Winnie tapped her chin thoughtfully, then shifted the log onto her other shoulder. “Maybe Myrda can make my log into a club.”
I examined it again, tilting my head. “There might be enough material to get a club out of it… maybe. I do not know if Myrda would be willing to do that. Or if the Guild would even let her. You should ask.”
“I will,” Winnie said. “My turn is coming up soon anyway.” She glanced toward the line and judged the distance with a practiced eye.
“I thought everyone else would have taken a similar amount of time. I guess that’s not the case.” I said looking back at the mostly empty line.
“That is what happens when you take the hardest quests, you get the most rewards.” Winnie said with a grin before walking off toward the line, log bouncing on her shoulder with every step.
Meka watched her go, then looked back at me like I was the only stable point in a world that had shifted too quickly.
That left Meka and me alone.
“So, Instructor Runt,” Meka said, holding her hands together nervously. Her fingers fumbled with the hem of her shirt. “What do I need to do to be a wizard?”
I straightened my back and cleared my throat, slipping into the most ancient, wise old wizard voice I could muster. The staff in my hand suddenly felt more like a proper tool and less like an oversized walking stick.
“Alright, apprentice,” I said. The word felt good. Heavy. Right. “Let us begin. What type of magic are you strongest with?”
“I am good with plants,” she said.
“Botanomancy. That is a very good starting school, a very rare and powerful start indeed,” I said with a nod.
She perked up immediately. Her ears lifted, her tail gave a tiny hopeful flick.
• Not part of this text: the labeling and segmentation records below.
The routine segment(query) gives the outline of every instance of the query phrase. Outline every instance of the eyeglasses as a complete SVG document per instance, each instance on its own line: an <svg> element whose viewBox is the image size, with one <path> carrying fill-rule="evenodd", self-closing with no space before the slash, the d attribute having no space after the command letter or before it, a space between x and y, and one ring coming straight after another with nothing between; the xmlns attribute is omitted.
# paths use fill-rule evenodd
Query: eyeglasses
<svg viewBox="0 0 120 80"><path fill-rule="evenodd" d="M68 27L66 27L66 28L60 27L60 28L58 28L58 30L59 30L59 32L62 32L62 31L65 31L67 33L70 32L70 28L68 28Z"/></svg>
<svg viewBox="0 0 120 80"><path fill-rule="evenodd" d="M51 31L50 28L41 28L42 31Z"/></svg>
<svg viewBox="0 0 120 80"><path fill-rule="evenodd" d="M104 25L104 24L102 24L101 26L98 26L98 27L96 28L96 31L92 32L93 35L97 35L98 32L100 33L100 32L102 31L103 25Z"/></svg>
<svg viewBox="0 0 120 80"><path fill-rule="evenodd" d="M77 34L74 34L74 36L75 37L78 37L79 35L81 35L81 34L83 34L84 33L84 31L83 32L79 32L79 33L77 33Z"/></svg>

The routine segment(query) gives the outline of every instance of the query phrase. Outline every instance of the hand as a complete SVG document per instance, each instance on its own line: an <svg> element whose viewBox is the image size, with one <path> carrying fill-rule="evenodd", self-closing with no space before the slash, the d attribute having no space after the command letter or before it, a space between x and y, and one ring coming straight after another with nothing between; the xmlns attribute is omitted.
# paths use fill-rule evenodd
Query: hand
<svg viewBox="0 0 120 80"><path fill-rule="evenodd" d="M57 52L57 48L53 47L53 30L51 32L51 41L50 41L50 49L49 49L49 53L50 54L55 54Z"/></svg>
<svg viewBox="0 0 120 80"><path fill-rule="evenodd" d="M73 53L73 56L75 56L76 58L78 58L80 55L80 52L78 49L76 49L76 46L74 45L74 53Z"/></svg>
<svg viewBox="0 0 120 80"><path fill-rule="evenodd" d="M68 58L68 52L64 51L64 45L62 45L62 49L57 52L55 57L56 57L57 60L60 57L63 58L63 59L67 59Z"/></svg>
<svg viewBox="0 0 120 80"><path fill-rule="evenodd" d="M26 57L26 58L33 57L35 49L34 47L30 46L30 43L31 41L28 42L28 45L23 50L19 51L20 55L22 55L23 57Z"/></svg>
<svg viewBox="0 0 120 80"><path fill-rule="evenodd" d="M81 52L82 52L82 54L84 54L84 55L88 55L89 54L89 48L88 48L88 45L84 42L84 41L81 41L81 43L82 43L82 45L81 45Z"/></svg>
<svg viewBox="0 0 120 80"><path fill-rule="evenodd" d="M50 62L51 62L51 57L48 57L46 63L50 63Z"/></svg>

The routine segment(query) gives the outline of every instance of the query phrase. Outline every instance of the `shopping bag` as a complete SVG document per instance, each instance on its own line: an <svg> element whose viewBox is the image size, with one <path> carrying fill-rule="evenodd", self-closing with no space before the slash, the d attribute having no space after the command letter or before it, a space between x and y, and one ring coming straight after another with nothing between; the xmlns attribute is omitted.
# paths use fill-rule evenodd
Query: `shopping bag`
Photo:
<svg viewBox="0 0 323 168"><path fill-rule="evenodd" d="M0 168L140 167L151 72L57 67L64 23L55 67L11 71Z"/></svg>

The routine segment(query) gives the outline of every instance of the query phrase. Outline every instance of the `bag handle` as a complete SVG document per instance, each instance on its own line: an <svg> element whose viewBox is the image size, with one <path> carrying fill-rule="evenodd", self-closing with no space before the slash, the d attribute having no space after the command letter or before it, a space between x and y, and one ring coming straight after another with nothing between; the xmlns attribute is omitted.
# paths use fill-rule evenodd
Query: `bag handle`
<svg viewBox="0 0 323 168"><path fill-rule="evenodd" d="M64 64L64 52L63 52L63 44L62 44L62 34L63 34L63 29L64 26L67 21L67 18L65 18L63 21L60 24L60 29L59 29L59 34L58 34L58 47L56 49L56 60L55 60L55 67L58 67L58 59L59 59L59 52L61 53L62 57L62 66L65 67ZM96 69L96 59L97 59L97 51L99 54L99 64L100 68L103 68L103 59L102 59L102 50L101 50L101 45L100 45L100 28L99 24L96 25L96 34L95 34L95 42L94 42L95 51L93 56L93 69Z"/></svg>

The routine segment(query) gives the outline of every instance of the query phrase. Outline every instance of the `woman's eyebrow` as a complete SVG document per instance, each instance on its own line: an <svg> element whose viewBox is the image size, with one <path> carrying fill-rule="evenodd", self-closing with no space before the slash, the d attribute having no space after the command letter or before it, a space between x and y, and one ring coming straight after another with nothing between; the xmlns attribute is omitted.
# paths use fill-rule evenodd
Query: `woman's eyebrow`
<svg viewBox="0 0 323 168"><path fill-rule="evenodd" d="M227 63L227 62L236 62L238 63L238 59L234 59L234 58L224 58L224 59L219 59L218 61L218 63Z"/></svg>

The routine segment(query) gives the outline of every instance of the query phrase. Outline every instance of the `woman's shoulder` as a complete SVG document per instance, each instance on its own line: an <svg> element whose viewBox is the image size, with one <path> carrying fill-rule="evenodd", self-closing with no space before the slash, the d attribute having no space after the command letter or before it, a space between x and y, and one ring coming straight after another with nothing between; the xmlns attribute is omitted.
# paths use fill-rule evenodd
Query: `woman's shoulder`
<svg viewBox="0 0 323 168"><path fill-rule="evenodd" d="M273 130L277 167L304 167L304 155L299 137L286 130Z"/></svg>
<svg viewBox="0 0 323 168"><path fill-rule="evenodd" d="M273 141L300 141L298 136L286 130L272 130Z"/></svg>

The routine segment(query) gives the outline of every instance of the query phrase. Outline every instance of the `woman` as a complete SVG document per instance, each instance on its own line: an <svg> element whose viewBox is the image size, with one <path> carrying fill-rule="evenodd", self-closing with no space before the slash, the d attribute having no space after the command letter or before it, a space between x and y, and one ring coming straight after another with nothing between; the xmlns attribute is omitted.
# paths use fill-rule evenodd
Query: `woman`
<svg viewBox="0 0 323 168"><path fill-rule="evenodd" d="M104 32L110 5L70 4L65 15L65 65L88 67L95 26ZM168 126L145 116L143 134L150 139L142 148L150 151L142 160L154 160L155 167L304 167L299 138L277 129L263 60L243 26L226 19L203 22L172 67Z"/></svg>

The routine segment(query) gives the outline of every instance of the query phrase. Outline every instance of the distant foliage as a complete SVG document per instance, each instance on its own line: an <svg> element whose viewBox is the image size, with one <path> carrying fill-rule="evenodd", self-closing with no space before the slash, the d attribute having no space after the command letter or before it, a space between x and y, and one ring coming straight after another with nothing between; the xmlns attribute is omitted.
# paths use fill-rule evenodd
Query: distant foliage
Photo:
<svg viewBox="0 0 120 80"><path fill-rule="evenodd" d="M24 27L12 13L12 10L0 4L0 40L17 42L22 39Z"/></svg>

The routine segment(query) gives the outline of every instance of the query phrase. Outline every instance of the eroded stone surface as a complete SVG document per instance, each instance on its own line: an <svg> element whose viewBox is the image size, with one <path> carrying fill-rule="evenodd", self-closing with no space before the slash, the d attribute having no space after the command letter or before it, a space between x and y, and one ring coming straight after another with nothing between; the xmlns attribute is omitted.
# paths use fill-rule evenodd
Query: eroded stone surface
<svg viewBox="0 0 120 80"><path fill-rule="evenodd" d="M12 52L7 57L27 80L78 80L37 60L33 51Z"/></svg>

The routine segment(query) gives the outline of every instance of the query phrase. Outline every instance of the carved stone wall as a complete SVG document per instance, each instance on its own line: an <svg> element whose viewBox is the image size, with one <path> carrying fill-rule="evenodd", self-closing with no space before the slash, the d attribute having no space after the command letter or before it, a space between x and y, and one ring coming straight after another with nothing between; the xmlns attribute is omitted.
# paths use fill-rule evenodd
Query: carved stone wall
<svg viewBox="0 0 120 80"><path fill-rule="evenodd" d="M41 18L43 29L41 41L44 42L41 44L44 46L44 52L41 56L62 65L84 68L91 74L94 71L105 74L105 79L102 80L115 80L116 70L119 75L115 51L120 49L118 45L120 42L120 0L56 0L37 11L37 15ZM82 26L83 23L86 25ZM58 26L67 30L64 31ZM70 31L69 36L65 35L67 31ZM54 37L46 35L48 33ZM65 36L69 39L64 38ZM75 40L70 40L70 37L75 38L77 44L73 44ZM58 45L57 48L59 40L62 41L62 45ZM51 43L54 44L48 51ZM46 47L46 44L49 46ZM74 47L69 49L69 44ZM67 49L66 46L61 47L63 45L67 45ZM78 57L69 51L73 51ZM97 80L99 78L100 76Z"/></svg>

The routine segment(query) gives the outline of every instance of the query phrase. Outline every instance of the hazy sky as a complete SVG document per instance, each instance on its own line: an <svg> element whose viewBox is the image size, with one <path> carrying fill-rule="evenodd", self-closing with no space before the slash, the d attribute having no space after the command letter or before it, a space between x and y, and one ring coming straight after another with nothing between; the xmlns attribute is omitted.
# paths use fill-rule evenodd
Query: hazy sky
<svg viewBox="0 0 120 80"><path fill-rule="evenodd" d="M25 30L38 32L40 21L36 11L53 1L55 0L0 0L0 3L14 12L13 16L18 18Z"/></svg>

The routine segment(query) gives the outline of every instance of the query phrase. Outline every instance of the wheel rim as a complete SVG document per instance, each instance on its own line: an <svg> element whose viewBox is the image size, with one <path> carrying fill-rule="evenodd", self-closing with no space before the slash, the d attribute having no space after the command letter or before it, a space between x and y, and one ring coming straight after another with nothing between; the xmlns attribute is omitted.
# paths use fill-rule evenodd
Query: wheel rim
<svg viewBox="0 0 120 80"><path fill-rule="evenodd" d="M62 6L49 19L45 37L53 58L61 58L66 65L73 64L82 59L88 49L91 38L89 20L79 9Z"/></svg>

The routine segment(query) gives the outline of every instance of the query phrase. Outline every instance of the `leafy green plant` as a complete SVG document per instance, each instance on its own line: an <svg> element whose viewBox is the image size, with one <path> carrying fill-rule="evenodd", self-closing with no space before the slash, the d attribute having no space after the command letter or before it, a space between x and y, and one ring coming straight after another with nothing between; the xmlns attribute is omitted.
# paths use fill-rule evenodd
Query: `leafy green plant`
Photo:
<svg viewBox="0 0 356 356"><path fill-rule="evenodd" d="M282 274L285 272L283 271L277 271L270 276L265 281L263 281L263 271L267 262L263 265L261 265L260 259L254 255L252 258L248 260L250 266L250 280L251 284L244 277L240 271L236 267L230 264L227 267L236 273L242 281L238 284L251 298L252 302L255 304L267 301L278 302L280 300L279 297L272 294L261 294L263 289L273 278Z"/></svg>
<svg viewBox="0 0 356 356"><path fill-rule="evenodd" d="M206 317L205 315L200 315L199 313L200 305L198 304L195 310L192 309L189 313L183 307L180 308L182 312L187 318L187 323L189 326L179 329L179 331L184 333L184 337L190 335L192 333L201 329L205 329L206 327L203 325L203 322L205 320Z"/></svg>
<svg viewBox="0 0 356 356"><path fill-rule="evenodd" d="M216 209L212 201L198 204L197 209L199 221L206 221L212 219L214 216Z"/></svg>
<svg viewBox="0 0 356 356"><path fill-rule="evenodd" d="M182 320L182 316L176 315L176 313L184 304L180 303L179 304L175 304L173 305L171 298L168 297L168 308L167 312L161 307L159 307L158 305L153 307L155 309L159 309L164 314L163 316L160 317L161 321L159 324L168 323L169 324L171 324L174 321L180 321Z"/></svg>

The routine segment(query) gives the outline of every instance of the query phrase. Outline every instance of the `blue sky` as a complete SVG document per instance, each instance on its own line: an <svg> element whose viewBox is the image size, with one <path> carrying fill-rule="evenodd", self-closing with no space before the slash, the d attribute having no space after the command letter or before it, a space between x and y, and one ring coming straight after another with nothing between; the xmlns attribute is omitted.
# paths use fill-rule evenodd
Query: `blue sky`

“Starting school? But I thought people only studied one school of magic,” she said. “Instructor Randall said he was a master pyromancer, and that everyone picked one school to focus on.”
Of course he did.
“That is not how I am going to teach you,” I said.
She blinked. “It is not?”
“No,” I said, tapping the ground lightly with my staff, more for effect than anything else. “That is not how you become a great wizard. And you, my young apprentice, are going to be a great wizard. We will start with the school that comes easiest to you, so you know what magic feels like when it flows without effort. Then we will find the school that is hardest for you, and you will work on both together until there is no difference in your capability. Once your easiest and hardest magics become equal, everything else will fall into place.”
Her eyes widened. “That sounds very hard.”
“It is,” I said. “But it is the right way. If you only train what is easy, you will never know where your limits truly are. If you train what is hardest as well, then everything in between becomes yours.”
She stared at me like I had just opened a door in the air that she had never noticed was there.
“And I believe in you,” I added, the same way I had spoken to my apprentices in my past life. A little bit of motivation went a long way.
Meka’s tail swished once behind her, the minotaur version of jumping for joy. Her shoulders straightened a little, and her hands stopped twisting.
Her training had officially begun.
The hall around us buzzed with the noise of children waiting for their turns, Myrda calling up the next in the line, and wooden weapons clacking. Life continued on all sides. But for a moment, standing there between the quest board and the line of trainees, it felt like the world had narrowed down to just the two of us.